FDT2 also includes speed and performance improvements, officials say, and a set of common components that provide a supplier with the software needed to start developing FDT2-compliant products. Though all DTMs operate using a similar menu and visualization scheme, not all DTMs are created equal, as some suppliers will develop broader functionality that can help users improve troubleshooting and maintenance.
Though FDT is recognized as a communication catalyst, providing interoperability between disparate devices on different networks, another important—and often overlooked—function is its ability to provide diagnostic information on devices in the field. “The real benefit from the end user perspective is the diagnostics,” Schulz says.
Digging deep into device diagnostics
At the MOL Group’s Danube refinery in Százhalombatta, Hungary, FDT has been in use for 10 years specifically for device diagnostics. The FDT rollout in 2005 was initiated to solve a problem related to the refinery’s computerized maintenance management system (CMMS), which was not delivering signals, indicating a problem in the field. It was then that the company overhauled its CMMS with a new asset management system that created an online diagnostic system in which control valves and instrument devices send signals directly over HART and Foundation Fieldbus to plant maintenance systems and the three different DCSs in the refinery. “We have completely integrated systems, not for the whole refinery, but for the critical devices in the field which send signals that drive notifications,” says Gábor Bereznai, head of control and electrical engineering at MOL’s Danube refinery. “We use DTM to dig deep into the problems.”
When things are not behaving properly with an instrument or a device, the DTM can indicate that something is not right and provide a list of possible causes.

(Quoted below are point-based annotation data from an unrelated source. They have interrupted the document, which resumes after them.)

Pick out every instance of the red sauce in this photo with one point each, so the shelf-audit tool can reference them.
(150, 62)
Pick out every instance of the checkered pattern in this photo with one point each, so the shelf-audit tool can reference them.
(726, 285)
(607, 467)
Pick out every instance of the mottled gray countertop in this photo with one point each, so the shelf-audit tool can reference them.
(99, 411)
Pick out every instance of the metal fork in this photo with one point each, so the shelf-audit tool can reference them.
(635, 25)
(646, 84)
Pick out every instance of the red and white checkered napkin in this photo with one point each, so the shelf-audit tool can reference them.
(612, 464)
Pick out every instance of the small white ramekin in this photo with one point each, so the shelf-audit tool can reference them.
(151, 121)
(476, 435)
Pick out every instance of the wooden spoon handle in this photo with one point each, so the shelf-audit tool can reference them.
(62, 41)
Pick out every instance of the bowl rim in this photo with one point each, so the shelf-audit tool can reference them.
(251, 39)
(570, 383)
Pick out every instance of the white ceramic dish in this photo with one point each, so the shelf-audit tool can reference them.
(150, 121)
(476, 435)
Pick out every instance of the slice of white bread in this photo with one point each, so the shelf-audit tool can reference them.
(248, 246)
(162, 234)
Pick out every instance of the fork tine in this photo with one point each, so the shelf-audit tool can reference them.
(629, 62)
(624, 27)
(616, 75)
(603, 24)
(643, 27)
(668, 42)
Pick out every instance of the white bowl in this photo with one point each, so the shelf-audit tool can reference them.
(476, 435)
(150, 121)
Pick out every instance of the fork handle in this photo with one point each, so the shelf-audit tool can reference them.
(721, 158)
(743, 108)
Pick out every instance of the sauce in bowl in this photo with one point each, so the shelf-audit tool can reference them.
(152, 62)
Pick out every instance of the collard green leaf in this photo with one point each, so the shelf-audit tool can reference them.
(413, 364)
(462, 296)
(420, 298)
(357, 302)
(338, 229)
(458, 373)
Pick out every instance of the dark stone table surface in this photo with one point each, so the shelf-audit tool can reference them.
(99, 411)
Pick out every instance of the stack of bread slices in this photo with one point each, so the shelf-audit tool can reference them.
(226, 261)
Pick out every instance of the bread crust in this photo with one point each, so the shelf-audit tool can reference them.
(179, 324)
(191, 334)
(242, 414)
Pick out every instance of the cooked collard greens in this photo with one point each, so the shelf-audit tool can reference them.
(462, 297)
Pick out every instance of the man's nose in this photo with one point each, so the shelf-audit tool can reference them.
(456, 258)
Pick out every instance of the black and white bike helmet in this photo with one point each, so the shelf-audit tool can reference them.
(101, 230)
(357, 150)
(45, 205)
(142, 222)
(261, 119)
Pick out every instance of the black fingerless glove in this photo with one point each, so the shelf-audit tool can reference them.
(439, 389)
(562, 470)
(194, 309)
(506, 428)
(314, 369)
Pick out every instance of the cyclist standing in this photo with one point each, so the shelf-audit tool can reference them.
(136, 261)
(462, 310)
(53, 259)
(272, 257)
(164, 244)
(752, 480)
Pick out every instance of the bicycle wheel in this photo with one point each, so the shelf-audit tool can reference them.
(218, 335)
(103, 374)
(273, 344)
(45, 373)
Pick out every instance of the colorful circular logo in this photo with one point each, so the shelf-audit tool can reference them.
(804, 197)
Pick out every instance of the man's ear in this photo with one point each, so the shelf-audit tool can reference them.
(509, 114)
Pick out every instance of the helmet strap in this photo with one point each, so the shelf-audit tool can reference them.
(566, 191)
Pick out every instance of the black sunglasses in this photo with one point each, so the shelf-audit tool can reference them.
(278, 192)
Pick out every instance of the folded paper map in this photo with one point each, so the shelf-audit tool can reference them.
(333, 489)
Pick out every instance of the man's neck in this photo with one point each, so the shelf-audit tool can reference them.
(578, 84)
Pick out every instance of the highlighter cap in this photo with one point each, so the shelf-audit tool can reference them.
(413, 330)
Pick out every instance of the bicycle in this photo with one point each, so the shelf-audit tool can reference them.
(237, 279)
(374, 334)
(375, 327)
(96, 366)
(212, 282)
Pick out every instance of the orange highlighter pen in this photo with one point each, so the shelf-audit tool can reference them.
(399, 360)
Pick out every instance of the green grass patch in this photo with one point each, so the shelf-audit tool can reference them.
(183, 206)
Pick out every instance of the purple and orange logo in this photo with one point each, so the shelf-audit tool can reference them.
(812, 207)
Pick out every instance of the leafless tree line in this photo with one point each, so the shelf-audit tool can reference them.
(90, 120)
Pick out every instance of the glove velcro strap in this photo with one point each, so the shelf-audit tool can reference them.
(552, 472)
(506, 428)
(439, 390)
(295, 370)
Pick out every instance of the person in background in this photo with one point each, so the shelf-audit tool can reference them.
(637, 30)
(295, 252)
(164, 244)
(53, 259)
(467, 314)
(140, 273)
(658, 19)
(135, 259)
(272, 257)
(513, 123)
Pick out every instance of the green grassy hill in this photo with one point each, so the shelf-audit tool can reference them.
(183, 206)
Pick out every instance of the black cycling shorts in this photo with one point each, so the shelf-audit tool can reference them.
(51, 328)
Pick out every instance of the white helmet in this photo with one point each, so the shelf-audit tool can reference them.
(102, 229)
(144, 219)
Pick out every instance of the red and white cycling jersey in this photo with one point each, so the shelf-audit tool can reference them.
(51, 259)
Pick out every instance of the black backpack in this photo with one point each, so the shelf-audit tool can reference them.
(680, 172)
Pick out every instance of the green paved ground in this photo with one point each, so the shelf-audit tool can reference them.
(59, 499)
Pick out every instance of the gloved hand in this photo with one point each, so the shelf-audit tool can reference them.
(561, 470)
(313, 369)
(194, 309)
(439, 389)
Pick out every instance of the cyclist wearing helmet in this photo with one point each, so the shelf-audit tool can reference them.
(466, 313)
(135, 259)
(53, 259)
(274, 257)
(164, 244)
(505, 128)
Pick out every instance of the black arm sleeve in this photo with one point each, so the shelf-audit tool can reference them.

For example, when the pressure control was slow on one distillation column, it led to the assumption that a valve was stuck and in need of removal and repair. But technicians used device diagnostic data to interrogate the valve and find current-to-pneumatic damage in the intelligent positioner, but not the whole valve. The fix took 30 minutes of work and saved the plant at least two days of unscheduled downtime, which could have been a loss of several hundred thousand dollars.
“The real function of the system is to avoid breakdowns and slowdowns,” Bereznai says.
It is also good for preventive maintenance. Before online device diagnostics, the MOL team would automatically repair or replace about 60 percent of the control valves during a scheduled maintenance shutdown, but some valves were likely removed unnecessarily. Having a better handle on valve performance means pulling fewer valves at turnaround time, reducing maintenance costs. “Ten years ago, we pulled all of the valves,” Bereznai says. “Now, we pull two dozen instead of 200, saving $20,000 to $70,000 per turnaround.”
A substantial savings—all from a deep-seated, and slightly misunderstood, standard called FDT.